Je conseille de ne choisir qu’un parfum dominant. La vanille, les agrumes et le café supportent bien une association, tandis que la tonka ou la cardamome prennent rapidement le dessus. Une aromatisation discrète donne souvent un résultat plus élégant qu’un mélange trop ambitieux.
Conservation et organisation en cuisine
Après filtration, couvrez la surface avec un film alimentaire au contact pour éviter la formation d’une peau. Placez la préparation au réfrigérateur dès qu’elle a suffisamment tiédi, avec une température idéale comprise entre 0 et 4 °C.
À la maison, je la consomme dans les 48 heures. Remuez-la doucement avant le service, sans la fouetter longuement, car elle pourrait devenir mousseuse. Une crème séparée après plusieurs jours ou restée trop longtemps à température ambiante ne mérite pas d’être rattrapée.
La congélation est possible pour une utilisation ultérieure dans une glace ou un entremets, mais la décongélation peut altérer la texture d’une sauce destinée à être servie telle quelle.

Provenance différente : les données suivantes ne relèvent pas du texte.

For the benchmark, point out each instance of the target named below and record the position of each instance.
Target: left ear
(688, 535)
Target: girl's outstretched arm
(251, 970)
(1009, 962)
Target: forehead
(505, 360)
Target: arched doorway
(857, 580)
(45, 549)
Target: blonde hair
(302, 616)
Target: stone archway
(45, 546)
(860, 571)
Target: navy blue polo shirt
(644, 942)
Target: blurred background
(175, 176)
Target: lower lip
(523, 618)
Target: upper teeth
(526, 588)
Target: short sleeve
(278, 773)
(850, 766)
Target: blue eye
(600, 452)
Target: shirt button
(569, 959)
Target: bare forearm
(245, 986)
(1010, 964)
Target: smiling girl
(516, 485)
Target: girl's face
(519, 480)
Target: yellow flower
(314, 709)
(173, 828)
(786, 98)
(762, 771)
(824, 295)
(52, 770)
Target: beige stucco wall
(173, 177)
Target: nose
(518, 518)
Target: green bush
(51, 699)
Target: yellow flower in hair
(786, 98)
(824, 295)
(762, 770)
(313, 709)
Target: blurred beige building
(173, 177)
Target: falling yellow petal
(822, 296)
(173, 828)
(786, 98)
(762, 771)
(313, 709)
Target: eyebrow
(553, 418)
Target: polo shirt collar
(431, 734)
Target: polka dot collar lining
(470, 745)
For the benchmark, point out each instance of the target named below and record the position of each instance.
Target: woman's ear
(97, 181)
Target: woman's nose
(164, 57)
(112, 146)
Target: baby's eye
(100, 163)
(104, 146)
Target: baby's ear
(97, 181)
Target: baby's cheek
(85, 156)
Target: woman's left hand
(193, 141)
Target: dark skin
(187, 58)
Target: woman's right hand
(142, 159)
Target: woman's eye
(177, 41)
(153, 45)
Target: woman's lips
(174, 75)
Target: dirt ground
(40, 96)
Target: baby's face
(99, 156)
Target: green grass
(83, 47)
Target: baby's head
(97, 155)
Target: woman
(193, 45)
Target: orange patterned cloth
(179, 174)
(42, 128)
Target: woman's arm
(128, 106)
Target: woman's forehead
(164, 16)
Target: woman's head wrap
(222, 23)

Pour un dîner, le meilleur compromis consiste à la préparer la veille, puis à la détendre légèrement avec une spatule avant le dressage.
Le geste qui fait passer la préparation du correct au remarquable
Une bonne crème anglaise repose sur peu d’ingrédients, mais elle exige une vraie attention à la chaleur. Un lait bien infusé, une cuisson autour de 83 °C, un filtrage immédiat et un refroidissement rapide suffisent à obtenir une sauce lisse, brillante et parfumée.Je vous recommande de commencer par la recette classique avant de multiplier les variantes. Une fois la texture maîtrisée, cette base devient un véritable outil de cuisine, capable d’accompagner un dessert simple ou de servir de fondation à des préparations pâtissières beaucoup plus élaborées.